Grauzone... Wieso eigentlich?

Nicht jeder ist ein Steven Hawking.

 

Ich mag den Mann. Nicht nur weil er mit Sicherheit einer der brilliantesten Köpfe unserer Zeit ist, sondern weil er es versteht seine Gedanken Menschen nahezubringen deren geistiges Niveau weit unter seinem eigenen angesiedelt ist. Was gefühlt auf 99,99⎺ % der Weltbevölkerung zutrifft.

 

Wer so etwas kann, der benötigt keinen Ghostwriter, denn Hawking ist nicht nur brilliant, sondern auch lernfähig. Fiel es in "Eine kurze Geschichte der Zeit" noch schwer bis zum Schluss ohne das ernüchternde Gefühl völliger geistiger Unzulänglichkeit aufmerksam zu lesen, war "Das Universum in der Nussschale" schon wesentlich näher am Leser, flüssiger geschrieben und insgesamt kurzweiliger.

 

Nichtsdestotrotz griff Hawking in seinem nächsten großen Erfolg auf Leonard Mlodinow als "Co-Autor" zurück. Selber Physiker - aber eben auch Drehbuchautor - fiel es diesem nicht allzu schwer, sich in Hawkings "M-Theory" hineinzuversetzen. Laut einem in der Zeit online veröffentlichtem Artikel setzte Mlodinow in mehreren Versuchen zu den ersten dreißig Seiten des Buches an, bis Hawking sich mit diesem Intro einverstanden erklärte, und schrieb den Rest - immerhin verbleibende 162 Seiten - flüssig herunter.

 

Eigentlich hat Hawking mit der Berufung eines Co-Autors nichts anderes gemacht als jeder Ottonormalverbraucher, der sich sein Bad renovieren lässt. Fliesenlegen, Installation, Putz- und Abdichtarbeiten, das ist nun mal nicht jedermanns Sache. Das Handwerk will erlernt sein und es will praktiziert werden. Mit der Erfahrung steigen die Fähigkeiten, der Mensch wächst schließlich an seinen Aufgaben.

 

Wie geht so eine Badezimmerumgestaltung und -erneuerung denn nun von Statten?

Üblicherweise stellt man sich ins Bad, fühlt sich nicht mehr wohl und geht im Geiste durch, wie dieser Umstand zu beseitigen wäre. Das Waschbecken ist oll, das muss neu. Die Duschkabine sieht aus wie eine Tropfsteinhöhle, total verkalkt, und sowieso: Eine ebenerdige Dusche mit Klarglastüren ist ohnehin zeitgemäßer. Der alte Allibert ® aus den 80ern hat seine besten Zeiten auch hinter sich. Und blau marmorierte Fliesen sind ja sowas von out... Ab in den Baumarkt!

Nach diversen zögerlichen Versuchen die Umgestaltung der Nasszelle höchstselbst vorzunehmen werden die meisten von uns jedoch feststellen, dass die handwerkliche Umsetzung einer tollen Idee in ein fertiges Produkt eben doch nicht die, anfangs mit einem Fingerschnippsen bedachte, Leichtigkeit ist.

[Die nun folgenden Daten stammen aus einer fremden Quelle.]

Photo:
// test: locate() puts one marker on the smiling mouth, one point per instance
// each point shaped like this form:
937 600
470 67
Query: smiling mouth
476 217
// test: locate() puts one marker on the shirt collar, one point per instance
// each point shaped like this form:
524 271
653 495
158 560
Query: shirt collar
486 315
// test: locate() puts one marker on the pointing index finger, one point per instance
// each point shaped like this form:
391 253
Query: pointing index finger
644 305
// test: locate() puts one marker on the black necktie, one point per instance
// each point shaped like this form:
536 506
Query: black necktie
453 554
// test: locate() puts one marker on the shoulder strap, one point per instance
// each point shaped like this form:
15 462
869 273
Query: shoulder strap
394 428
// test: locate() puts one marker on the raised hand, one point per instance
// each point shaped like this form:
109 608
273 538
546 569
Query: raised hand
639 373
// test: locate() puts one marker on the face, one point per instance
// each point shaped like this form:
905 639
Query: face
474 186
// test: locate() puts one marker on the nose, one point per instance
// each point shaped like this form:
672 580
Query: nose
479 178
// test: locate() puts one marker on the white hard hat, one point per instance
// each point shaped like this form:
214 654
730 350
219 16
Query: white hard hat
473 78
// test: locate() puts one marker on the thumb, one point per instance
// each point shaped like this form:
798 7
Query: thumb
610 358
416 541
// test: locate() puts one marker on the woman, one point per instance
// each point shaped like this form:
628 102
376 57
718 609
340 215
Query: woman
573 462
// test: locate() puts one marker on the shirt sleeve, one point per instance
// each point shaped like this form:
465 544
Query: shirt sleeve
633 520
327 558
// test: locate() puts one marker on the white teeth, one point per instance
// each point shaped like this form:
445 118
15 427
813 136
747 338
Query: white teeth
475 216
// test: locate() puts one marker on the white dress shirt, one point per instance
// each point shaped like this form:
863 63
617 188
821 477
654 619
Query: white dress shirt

In der Folge kann man sich damit abfinden den Rest seines Lebens Körperhygiene auf einer Baustelle betreiben zu müssen, von mit den Umständen unzufriedener Frau und Kind verlassen, oder - man lässt den Profi ran. Und alles wird gut.

 

Mit der Schreiberei ist das ganz ähnlich. Da hat jemand eine prima Idee, denkt sich ein Handlungsumfeld und Charaktere aus und spinnt sich einen Ablauf zurecht . Dann setzt sich derjenige/diejenige hin und beginnt zu schreiben.

10 Seiten. Fertig.

Alles erklärt.

Toll.

Ab in die Schublade mit dem Müll.

 

...Oder mal 'nen Profi fragen. Jemand, der sich auf storytelling versteht. Der Ideen ausschmückt und weiterspinnt, der nicht erklärt, sondern erzählt.

 

Was bitte ist daran verwerflich, oder moralisch fragwürdig? Es sei denn...

 

Es sei denn, das Ganze bezieht sich nicht auf einen literarisch-künstlerischen Zusammenhang, sondern auf einen akademischen.

Ich will hier keinem auf den Schlips treten, aber akademisches Ghostwriting ist im besten Fall Schummelei. Das sollte mal ganz klar gesagt werden. Schade, dass durch diesen Zweig unseres Berufsstandes der gesamte Begriff "Ghostwriting" in Verruf gerät. Und immer mehr in die im Titel erwähnte Grauzone gedrängt wird. Man unterscheidet irgendwann einfach nicht mehr zwischen der einen Tätigkeit, die dazu dient Gedanken und Fantasie der Öffentlichkeit zugänglich zu machen um zu unterhalten, zu bilden und einfach etwas schönes zu schaffen - also Kunst - und einer anderen, die lediglich dafür bestimmt ist der Bequemlichkeit und, im schlimmsten Fall, Unfähigkeit einer selbsterklärten Elite Vorschub zu leisten und unverdiente Karrieren zu fördern.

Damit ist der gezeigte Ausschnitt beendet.